Можно ли говорить, что с февраля 1956 года начался процесс десталинизации? Прежде всего надо понимать, что сама эта проблема – Хрущев, Сталин, XX съезд – как бы многослойна. И если читать сам доклад, то это значит – рассматривать только внешнюю сторону дела. Вроде бы Хрущев говорил о культе Сталина. И да – и нет. Доклад был назван «О культе личности», но слова «Сталин» в названии не было. Однако и абсолютным секретом все, что рассказал или прочитал Хрущев, для многих к тому времени уже не было, потому что с 1953 по 1956 год в партийные организации для партийного актива направлялись документы по разоблачению Берии. По существу речь в них шла о тех же процессах, о тех же фальсификациях дел, о тех же расстрельных списках. Но преподносилось это как дело рук Берии.
Если анализировать сам доклад и расставленные в нем акценты, то бросается в глаза, что все положительное о Сталине и о сталинизме говорится во вступлении и заключении. А в самом тексте доклада внимание сосредотачивается на репрессиях. Причем несколько раз подчеркивается именно незаконность репрессий. И тем самым закладывается мысль, хотя она и не озвучивается, что, значит, были и законные репрессии. К тому же в докладе нет ничего о блоках, о центрах, о троцкистах, зиновьевцах, бухаринцах, не рассматриваются «шахтинское дело», Промпартия и так далее. И это вовсе не случайно. Текст доклада готовили долго, потом его правил лично Хрущев, поэтому готовый доклад производил именно то впечатление, которое и должен был производить.

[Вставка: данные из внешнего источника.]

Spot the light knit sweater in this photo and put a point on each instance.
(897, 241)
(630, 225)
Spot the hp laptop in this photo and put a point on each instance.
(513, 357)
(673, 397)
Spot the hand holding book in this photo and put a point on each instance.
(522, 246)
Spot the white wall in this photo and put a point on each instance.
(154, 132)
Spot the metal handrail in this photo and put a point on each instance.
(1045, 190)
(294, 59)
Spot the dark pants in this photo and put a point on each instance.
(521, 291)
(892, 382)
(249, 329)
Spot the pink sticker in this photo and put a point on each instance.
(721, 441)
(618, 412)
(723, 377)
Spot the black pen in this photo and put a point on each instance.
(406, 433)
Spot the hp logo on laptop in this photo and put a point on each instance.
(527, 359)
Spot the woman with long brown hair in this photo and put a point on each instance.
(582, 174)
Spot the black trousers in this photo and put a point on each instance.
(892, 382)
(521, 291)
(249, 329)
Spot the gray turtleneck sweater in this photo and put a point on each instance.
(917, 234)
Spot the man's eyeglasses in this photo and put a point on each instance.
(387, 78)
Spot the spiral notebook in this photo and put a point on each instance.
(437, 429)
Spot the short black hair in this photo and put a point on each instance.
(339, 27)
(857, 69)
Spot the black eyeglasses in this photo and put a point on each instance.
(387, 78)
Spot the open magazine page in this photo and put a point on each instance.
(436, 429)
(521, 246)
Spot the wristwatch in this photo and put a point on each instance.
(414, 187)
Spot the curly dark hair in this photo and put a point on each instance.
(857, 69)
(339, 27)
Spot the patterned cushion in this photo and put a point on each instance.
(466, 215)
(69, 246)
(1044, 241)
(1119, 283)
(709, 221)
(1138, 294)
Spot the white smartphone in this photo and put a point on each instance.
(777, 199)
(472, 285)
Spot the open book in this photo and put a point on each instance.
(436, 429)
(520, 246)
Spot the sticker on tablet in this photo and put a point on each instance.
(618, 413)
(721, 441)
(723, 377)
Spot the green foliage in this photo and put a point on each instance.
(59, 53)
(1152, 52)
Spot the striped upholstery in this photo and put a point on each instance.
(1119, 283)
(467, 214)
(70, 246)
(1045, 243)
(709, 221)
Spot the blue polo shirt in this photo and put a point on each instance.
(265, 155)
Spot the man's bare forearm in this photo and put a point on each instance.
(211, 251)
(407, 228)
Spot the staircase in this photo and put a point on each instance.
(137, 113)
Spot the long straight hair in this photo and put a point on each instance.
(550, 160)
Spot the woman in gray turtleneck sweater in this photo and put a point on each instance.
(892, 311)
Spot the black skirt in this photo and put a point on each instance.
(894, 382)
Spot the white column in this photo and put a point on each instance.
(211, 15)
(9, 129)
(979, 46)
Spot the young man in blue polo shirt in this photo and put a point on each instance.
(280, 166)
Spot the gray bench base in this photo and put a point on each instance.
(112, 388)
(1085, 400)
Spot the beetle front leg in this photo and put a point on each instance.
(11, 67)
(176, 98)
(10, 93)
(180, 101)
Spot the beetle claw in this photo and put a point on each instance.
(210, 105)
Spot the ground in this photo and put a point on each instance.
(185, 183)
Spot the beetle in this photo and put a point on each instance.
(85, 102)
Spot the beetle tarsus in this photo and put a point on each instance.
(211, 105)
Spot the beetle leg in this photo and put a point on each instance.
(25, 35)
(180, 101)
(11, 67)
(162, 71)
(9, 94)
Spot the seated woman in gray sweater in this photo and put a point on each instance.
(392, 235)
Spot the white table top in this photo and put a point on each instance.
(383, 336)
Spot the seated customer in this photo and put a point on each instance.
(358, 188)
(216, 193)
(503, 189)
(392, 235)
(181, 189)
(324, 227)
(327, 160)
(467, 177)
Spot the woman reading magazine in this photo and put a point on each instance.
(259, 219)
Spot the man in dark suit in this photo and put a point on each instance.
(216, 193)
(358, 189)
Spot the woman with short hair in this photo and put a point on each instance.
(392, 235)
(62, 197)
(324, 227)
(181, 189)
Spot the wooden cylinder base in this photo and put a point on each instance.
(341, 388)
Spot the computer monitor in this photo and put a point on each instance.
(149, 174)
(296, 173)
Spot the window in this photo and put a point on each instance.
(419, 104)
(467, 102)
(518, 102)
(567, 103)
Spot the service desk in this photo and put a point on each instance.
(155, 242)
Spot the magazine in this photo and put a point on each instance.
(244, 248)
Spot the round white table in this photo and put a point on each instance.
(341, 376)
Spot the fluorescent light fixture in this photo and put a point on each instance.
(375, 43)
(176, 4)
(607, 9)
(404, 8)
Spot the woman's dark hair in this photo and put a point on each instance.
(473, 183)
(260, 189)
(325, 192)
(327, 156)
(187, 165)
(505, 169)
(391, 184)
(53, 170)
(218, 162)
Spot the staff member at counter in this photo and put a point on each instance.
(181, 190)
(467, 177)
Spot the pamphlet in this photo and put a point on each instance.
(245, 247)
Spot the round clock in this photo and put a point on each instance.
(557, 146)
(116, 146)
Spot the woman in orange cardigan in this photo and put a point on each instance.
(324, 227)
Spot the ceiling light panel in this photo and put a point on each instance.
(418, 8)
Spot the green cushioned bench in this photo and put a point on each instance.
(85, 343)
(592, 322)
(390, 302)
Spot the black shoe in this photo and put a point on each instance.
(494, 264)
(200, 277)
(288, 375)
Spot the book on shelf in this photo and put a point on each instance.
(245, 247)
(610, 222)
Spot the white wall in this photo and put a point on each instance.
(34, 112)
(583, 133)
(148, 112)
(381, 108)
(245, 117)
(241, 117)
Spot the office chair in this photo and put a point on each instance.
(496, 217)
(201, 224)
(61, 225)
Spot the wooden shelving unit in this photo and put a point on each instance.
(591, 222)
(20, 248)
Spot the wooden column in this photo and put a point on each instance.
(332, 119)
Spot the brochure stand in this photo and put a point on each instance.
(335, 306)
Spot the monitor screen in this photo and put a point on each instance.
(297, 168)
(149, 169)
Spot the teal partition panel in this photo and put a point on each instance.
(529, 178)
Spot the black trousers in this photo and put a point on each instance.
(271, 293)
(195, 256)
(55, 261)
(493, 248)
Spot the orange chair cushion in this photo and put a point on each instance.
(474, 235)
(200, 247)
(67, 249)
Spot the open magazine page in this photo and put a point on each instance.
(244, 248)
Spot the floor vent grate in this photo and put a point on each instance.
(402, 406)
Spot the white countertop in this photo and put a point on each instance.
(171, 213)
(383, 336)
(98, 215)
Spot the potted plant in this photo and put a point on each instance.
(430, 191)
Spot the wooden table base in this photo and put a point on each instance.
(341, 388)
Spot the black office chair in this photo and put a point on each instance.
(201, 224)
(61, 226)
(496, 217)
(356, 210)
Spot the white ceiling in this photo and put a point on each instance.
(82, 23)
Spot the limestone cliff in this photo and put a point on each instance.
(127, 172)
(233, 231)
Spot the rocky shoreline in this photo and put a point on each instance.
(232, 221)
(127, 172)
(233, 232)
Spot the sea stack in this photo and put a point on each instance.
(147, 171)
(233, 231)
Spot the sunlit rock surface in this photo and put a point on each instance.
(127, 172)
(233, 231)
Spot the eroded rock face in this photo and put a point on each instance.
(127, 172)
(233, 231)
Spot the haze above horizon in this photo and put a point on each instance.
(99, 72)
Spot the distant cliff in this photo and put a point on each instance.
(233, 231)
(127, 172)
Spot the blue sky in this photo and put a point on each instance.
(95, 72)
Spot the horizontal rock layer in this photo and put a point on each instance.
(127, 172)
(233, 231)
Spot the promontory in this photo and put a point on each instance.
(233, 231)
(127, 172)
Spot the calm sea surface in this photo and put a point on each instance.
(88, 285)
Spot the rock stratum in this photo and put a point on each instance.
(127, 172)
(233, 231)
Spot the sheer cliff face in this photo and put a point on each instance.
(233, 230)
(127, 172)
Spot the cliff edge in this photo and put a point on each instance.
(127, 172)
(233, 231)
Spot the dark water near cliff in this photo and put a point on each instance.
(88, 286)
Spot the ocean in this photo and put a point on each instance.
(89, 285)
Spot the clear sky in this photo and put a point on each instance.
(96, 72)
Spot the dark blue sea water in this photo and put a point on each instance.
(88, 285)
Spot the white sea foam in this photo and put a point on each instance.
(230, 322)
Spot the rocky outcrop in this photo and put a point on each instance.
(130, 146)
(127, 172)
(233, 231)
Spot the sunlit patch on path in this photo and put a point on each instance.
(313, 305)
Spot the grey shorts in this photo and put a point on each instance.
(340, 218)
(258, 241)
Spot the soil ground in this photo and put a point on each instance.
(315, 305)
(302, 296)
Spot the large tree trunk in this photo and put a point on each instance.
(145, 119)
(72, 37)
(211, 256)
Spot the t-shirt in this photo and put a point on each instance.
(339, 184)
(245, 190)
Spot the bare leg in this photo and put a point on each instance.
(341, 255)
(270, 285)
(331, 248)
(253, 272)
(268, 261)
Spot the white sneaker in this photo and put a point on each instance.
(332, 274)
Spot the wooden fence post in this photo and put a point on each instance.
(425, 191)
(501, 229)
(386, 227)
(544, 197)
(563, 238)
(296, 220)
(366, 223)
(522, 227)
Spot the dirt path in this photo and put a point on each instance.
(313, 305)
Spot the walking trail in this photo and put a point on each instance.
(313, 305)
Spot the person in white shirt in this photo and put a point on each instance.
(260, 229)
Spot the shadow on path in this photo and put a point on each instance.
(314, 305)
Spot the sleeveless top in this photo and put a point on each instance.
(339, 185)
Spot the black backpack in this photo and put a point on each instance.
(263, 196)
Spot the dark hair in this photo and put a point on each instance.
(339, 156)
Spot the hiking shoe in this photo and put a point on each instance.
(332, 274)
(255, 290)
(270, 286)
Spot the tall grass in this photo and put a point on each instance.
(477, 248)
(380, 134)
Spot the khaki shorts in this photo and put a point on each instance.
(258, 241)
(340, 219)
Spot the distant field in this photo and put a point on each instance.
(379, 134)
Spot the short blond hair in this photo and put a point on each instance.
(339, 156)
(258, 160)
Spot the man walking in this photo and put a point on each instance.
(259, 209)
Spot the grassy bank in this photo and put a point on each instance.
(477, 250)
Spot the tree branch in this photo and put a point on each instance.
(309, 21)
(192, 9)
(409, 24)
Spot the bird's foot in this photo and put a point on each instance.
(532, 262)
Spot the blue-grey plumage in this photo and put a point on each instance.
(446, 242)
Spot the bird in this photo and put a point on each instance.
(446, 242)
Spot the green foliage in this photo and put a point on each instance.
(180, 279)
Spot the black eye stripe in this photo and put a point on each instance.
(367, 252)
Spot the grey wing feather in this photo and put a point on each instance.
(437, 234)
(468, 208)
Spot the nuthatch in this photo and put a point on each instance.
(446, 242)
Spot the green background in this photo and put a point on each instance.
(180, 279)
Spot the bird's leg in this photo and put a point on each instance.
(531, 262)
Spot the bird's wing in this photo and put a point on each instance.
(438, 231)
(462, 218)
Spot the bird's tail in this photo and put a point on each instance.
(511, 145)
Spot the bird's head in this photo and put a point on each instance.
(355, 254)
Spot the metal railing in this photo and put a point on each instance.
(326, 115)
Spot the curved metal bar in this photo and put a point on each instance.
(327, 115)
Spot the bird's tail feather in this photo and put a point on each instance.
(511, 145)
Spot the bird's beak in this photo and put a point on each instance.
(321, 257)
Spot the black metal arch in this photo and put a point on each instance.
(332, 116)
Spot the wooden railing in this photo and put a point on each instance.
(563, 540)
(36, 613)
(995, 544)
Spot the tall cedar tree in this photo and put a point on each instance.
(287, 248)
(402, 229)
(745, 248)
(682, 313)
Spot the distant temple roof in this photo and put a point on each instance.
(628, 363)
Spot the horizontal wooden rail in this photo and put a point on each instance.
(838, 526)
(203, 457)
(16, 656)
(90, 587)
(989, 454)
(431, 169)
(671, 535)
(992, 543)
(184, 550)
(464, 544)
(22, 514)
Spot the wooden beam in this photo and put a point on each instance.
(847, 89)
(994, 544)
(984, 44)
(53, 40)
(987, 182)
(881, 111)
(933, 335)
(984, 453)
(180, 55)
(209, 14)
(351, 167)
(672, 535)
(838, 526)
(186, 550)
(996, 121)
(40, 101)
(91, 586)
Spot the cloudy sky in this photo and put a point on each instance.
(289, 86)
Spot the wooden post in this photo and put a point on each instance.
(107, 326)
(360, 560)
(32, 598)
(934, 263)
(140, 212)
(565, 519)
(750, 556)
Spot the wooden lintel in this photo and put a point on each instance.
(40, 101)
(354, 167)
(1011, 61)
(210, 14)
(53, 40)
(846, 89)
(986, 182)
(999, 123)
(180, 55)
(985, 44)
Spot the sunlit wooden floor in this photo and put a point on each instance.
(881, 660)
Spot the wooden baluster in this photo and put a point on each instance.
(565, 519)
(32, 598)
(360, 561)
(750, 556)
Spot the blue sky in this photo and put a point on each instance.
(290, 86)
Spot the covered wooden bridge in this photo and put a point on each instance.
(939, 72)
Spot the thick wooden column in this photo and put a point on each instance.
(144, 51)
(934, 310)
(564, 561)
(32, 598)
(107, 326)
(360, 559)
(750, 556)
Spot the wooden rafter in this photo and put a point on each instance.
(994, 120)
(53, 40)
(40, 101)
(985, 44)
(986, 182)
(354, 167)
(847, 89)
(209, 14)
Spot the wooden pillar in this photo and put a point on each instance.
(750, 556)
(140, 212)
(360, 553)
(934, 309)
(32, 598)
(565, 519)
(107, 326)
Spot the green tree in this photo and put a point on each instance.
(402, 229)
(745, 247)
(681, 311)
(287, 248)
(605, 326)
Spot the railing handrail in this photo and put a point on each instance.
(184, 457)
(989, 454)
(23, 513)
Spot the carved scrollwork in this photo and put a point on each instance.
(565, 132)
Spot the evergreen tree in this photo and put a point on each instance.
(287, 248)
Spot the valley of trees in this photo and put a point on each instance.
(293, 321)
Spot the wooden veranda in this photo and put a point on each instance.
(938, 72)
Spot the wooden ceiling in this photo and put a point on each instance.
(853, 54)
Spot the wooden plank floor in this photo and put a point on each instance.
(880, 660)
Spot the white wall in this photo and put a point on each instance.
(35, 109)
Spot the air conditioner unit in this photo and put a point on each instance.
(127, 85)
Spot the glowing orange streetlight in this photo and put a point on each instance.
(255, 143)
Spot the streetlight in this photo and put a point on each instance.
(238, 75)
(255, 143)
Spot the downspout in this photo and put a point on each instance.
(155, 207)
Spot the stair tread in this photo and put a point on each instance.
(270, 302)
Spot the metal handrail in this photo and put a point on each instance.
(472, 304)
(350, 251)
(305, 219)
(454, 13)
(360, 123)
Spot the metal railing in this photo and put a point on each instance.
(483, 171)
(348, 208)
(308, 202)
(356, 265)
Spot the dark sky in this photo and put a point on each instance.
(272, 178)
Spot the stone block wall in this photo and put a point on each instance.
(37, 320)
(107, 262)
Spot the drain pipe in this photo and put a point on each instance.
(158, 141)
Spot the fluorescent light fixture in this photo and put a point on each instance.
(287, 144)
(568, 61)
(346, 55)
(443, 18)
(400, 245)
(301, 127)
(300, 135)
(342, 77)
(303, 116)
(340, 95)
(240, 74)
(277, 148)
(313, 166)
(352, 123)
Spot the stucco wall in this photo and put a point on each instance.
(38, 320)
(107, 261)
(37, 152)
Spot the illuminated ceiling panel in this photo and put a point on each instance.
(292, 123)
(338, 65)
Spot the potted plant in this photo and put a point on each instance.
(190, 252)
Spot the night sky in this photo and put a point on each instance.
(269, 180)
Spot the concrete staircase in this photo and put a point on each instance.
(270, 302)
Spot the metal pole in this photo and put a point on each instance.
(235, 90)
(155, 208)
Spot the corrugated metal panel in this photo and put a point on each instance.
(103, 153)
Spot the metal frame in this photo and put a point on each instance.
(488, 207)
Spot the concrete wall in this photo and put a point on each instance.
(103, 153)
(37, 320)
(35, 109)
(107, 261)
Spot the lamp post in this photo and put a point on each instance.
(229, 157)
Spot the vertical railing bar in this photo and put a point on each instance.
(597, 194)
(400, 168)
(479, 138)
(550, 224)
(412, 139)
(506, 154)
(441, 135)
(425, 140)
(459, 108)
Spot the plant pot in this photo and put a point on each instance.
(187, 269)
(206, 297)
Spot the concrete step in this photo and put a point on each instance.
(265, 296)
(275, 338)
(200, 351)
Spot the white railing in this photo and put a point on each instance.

Доклад построен таким образом, что в его центре оказалась лишь вторая половина 30-х годов. Все, что было до этого, все что было после этого, Хрущев упоминал очень избирательно и главным образом в таком контексте: это были годы больших достижений под руководством товарища Сталина. Не было почти ничего сказано ни про крестьянство, ни про интеллигенцию, ни про депортированные народы. Но по настоянию Микояна Хрущев все же добавил в доклад, что, несмотря на предупреждения дипломатов, разведчиков и зарубежных доброжелателей о том, что Гитлер вот-вот нападет на Советский Союз, Сталин этому не верил. И в итоге нападение Гитлера на Советский Союз оказалось внезапным.
Хрущев вроде бы гневно разоблачал ошибки и перегибы и выглядел при этом очень искренним. Но были ли последующие реформы действенными, было ли настоящее преодоление культа личности? Хрущевское время почти официально называется «оттепелью». И действительно, лед вроде бы треснул. Но ледоход так и не наступил, а потом еще в хрущевские и тем более в брежневские времена – лед очень быстро снова замерз. На Июльском пленуме ЦК КПСС 1956 года, с одной стороны, было принято уже открытое постановление о преодолении последствий культа личности, а с другой – в речи Хрущева на этом пленуме снова зазвучали слова о роли Сталина и его большом вкладе в победу над фашизмом и построение социализма.
К тому времени доклад «О культе личности» вызвал уже такую мощную реакцию во всем мире, что пошли разговоры о перерождении советского общества. И среди руководства партии возобладала такая точка зрения, что вслед за разоблачением культа личности и преступлений Сталина советский народ и мировая общественность начнут задаваться вопросом о роли в репрессиях соратников вождя, то есть тех, кто в тот момент стоял во главе страны.
Здесь нужно еще немного сказать о рядовых палачах, которые работали на карательную систему. Изменилось ли что-то для них? Скорее всего нет. В советских репрессиях не было четкого деления на жертв и палачей. Любой человек, который выступал в роли палача, через какое-то время мог сам стать жертвой режима. И это касалось как номенклатуры, так и рядовых исполнителей.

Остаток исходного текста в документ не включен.